Wyznawcy teorii globalnego ocieplenia od dawna straszą ludzi, że rozmarzające lodowce spowodują globalny potop spowodowany wzrastającym poziomem mórz. W praktyce okazało się, że lodu ubywa w Arktyce i przybywa w Antarktyce, a światowy poziom oceanów jest raczej stały. Są jednak pojedyncze miejsca, w których rzeczywiście zauważa się wzrost poziomu wody na tyle istotny, że grozi powodziami ze strony morza. Do takich miejsc należy na przykład Nowy Jork.
Zaobserwowany w ciągu dwóch lat wzrost poziomu wody w okolicy wybrzeża Nowej Funlandii to aż 128 milimetrów. Naukowcy mówią, że to jest szokująco dużo i nie da się tego wytłumaczyć jedynie globalnym ociepleniem i topnieniem lodowców. Ten ekstremalnie duży wzrost poziomu morza zaobserwowano już w latach 2009-2010 i jest to zdarzenie bez precedensu w stuletniej historii pomiarów poziomu wody na wybrzeżu USA. Analiza statystyczna wykazała, że to jest wydarzenie, które może wystąpić raz na 850 lat, ale nie wiadomo co je wywołuje.
Tak zauważalny wzrost poziomu morza oznacza, że łatwiej dochodzi do powodzi na północnym wschodzie USA. Specjaliści ostrzegają, że mieszkańcy wybrzeży muszą się przystosować do takich zjawisk, ponieważ modele klimatyczne wskazują, że takie zagrożenia będą narastać w ciągu tego stulecia. Praktycznie każda burza będzie oznaczała rozległe powodzie.
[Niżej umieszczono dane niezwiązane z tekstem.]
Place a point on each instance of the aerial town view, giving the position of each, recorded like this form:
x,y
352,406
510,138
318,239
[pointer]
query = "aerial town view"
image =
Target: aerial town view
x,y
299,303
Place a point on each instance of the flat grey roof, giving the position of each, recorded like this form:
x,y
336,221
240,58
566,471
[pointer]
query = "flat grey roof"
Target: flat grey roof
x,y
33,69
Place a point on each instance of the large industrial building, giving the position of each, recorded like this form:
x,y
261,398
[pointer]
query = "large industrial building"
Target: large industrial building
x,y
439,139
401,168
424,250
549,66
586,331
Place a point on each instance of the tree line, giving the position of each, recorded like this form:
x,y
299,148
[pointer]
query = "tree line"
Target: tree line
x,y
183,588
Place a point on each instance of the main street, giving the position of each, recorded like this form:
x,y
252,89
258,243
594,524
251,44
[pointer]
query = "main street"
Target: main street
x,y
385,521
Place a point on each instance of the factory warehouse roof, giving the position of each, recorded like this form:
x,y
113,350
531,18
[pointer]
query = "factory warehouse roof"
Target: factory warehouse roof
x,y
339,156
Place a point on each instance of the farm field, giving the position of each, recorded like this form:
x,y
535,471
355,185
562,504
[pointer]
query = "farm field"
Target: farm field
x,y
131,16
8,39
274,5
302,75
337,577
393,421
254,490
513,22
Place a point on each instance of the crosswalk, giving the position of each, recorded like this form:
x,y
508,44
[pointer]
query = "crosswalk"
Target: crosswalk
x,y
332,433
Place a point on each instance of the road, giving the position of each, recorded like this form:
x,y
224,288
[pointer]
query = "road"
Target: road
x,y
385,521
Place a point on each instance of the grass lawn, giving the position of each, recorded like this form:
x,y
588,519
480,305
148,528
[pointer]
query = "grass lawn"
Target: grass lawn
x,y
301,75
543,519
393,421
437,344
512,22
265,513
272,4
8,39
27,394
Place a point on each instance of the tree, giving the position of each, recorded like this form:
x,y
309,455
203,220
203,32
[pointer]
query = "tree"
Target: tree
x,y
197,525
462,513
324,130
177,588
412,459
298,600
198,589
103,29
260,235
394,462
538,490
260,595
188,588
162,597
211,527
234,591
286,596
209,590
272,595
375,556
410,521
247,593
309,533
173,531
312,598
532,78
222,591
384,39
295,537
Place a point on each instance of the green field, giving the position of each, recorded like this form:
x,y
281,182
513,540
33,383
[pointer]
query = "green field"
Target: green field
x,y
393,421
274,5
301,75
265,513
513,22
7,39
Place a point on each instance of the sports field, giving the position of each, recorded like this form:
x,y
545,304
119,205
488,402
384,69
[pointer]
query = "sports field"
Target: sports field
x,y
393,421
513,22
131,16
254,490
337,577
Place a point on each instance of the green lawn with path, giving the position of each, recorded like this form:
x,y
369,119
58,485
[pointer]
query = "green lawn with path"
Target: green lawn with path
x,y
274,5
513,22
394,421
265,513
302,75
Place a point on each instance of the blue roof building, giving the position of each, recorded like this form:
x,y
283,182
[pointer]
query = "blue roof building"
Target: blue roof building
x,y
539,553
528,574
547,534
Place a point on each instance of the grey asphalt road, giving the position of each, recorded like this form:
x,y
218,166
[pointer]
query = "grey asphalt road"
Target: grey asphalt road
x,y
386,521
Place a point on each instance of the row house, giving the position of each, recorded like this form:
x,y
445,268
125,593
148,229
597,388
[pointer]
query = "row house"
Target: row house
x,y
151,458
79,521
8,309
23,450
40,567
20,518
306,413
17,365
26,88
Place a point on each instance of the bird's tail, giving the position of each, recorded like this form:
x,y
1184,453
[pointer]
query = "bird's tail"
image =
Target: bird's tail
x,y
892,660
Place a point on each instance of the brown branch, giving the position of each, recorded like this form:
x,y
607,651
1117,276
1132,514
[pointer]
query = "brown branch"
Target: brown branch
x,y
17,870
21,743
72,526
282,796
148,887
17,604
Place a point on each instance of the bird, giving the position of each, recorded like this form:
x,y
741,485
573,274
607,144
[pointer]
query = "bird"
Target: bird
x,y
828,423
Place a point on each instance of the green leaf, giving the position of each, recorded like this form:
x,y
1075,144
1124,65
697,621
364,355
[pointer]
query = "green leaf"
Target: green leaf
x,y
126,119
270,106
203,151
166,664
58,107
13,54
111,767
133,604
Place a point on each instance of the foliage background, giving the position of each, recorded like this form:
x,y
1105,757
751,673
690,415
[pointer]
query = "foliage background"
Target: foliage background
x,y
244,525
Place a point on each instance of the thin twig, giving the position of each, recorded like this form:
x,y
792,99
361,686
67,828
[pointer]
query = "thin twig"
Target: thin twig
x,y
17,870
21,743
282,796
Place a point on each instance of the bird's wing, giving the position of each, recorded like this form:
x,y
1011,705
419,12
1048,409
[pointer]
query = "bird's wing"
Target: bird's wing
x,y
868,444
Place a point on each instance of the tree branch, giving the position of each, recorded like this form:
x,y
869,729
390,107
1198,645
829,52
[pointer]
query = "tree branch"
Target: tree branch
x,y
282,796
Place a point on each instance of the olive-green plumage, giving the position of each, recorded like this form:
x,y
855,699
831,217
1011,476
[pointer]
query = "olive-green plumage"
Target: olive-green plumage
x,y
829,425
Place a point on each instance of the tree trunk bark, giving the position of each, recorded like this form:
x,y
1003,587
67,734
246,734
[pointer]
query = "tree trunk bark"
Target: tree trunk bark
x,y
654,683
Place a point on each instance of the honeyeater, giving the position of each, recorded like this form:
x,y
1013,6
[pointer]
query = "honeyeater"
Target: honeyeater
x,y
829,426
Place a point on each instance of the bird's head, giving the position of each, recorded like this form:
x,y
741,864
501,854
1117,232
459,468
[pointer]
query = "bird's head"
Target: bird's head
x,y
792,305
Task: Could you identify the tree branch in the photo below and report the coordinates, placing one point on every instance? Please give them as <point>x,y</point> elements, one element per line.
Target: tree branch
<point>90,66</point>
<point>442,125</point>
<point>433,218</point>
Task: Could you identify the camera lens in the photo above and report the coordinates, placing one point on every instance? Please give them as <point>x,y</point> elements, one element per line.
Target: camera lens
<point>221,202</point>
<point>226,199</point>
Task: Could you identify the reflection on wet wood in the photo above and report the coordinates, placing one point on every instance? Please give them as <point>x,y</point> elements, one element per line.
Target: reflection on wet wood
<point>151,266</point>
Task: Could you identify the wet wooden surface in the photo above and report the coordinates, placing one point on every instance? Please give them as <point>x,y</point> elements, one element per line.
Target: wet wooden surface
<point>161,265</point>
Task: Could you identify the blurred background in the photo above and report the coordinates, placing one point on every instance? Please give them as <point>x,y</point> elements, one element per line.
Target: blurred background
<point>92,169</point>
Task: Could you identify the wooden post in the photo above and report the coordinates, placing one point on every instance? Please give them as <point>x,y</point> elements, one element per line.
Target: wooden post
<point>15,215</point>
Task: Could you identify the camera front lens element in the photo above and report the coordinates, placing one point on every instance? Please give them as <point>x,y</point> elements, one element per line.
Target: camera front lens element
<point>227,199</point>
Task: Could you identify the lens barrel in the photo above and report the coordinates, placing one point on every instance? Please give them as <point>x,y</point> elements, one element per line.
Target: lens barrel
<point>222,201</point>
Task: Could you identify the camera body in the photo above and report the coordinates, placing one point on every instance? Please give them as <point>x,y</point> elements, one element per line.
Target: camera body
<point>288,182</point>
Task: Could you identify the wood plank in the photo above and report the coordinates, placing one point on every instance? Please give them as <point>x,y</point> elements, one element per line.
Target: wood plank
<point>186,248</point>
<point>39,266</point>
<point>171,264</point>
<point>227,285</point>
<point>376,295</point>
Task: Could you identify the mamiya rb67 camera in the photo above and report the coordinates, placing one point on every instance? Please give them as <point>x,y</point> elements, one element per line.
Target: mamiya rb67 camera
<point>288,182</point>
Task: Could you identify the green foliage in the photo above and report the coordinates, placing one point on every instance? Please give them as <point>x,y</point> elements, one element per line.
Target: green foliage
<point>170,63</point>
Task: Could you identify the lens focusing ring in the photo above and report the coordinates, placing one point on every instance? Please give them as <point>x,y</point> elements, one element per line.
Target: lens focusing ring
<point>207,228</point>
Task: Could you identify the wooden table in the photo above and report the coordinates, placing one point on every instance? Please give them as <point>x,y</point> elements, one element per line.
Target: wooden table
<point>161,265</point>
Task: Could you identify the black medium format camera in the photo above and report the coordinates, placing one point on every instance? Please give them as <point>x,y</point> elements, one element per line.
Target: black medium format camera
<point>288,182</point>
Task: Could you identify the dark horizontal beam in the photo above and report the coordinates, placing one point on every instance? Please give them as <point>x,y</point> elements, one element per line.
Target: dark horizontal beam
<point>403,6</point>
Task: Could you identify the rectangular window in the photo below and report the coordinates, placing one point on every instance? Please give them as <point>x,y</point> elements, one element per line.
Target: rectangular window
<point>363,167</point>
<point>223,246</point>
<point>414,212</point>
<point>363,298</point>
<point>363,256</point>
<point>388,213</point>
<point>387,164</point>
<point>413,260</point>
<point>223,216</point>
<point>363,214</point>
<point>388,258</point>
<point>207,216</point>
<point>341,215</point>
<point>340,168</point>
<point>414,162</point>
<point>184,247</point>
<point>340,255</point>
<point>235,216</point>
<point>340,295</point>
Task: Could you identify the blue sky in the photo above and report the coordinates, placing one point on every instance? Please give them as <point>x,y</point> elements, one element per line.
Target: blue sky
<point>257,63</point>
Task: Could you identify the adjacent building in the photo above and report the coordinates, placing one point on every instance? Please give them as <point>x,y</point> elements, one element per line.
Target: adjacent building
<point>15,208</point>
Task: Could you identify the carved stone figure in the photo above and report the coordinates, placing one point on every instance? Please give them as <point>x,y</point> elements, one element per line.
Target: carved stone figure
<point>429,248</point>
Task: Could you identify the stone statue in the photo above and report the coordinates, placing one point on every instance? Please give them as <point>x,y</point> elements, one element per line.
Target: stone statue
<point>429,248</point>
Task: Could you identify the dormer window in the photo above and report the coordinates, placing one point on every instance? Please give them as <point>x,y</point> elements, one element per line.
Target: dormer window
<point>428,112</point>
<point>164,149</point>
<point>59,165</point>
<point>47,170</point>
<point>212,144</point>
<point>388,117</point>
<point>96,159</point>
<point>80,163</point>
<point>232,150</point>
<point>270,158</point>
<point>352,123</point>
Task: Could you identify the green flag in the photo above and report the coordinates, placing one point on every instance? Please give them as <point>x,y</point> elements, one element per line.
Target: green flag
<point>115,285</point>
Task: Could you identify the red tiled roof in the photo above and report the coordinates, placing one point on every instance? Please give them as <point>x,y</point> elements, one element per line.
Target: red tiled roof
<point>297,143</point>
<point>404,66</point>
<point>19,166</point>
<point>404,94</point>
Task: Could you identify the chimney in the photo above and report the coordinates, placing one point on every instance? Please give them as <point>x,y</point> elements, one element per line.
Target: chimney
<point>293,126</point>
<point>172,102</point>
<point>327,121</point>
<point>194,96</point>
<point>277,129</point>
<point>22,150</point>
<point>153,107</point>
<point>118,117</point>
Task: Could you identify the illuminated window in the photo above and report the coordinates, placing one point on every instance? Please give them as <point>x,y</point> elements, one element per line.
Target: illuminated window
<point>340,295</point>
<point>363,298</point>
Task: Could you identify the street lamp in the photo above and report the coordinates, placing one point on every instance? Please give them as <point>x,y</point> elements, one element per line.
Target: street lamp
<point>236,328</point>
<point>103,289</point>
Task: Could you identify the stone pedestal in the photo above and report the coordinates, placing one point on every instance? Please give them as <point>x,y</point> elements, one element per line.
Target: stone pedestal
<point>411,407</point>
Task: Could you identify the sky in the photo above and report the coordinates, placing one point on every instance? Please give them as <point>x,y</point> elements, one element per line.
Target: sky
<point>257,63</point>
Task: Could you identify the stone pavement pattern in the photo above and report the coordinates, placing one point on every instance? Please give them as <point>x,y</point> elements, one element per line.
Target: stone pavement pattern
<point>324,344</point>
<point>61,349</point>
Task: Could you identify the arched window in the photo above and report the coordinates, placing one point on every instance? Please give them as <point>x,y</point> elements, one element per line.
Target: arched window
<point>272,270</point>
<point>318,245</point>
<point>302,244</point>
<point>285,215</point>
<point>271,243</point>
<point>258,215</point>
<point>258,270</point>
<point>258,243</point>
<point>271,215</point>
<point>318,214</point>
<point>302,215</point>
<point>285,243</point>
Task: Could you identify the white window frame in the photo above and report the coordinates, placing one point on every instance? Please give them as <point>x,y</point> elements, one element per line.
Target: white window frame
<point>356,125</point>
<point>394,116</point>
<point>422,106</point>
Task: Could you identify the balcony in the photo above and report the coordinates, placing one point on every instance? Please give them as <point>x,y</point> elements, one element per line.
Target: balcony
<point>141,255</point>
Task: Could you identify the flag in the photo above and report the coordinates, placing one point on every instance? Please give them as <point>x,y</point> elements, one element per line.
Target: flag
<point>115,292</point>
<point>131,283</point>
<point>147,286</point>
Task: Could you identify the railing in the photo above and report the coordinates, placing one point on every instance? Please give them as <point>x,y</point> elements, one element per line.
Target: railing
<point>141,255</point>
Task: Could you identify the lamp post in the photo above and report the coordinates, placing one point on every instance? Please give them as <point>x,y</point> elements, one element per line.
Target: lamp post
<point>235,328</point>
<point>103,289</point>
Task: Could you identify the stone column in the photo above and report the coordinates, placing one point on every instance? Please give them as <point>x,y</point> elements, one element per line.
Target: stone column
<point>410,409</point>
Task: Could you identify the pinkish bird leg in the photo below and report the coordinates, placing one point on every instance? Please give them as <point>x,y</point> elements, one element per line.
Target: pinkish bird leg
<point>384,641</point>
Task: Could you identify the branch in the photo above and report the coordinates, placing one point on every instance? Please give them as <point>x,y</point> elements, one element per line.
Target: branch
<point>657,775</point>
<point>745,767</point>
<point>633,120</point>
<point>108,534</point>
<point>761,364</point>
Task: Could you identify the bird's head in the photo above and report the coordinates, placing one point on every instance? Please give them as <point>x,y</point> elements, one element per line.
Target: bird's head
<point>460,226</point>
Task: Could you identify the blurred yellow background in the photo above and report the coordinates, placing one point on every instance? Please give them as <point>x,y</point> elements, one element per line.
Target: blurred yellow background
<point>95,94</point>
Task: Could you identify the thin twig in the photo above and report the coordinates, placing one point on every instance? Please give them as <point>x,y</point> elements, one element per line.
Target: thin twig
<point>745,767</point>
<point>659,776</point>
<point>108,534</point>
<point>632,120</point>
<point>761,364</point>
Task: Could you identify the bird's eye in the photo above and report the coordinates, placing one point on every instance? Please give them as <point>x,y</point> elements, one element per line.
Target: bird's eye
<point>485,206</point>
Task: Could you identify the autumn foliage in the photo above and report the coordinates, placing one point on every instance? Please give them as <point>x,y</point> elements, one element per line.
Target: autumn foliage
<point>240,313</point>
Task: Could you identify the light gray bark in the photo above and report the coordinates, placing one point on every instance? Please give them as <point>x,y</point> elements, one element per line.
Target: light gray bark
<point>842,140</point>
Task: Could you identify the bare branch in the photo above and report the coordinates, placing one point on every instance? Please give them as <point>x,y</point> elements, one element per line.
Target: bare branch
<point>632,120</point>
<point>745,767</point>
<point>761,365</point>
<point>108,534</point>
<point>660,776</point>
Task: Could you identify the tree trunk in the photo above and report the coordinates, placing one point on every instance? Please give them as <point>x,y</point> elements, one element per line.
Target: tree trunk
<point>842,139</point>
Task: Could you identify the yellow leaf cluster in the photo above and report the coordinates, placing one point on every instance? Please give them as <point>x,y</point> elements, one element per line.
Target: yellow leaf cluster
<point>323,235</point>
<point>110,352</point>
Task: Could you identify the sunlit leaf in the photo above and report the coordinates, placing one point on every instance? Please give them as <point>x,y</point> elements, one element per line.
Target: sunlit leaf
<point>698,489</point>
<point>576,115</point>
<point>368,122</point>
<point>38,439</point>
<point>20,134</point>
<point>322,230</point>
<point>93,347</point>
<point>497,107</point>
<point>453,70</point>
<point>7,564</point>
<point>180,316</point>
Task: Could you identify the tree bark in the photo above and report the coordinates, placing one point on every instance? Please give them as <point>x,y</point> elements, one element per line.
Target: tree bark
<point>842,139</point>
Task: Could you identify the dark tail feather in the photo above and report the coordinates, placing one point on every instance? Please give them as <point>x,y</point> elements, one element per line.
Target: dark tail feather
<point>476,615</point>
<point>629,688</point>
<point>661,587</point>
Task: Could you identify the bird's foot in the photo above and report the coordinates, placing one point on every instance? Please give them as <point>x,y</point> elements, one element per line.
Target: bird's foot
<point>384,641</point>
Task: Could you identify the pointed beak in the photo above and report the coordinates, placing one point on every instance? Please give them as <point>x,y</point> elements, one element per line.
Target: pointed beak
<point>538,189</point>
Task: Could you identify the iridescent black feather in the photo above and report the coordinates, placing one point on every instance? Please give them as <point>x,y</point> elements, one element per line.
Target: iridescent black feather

Badający anomalny wzrost poziomu oceanu eksperci z NOAA (National Oceanic and Atmospheric Administration) twierdzą, że wzrost poziomu wody to skutek cyrkulacji oceanicznej. To dlatego właśnie w okolicy północno-wschodniego wybrzeża Ameryki Północnej poziom wody podnosił się cztery razy szybciej niż średnia dla wszystkich oceanów. Zagrożony jest Nowy Jork, oraz takie miasta jak Baltimore, Filadelfia czy Boston.
Według naukowców za anomalię może odpowiadać prąd oceaniczny Golfsztrom. Dopóki jego prędkość była na stałym poziomie utrzymywał się układ równowagi strumieni tworzących ten prąd zatokowy. Jednak jego prędkość zmalała, co spowodowało wzrost poziomu wody w okolicach wybrzeża i spadek w centrum.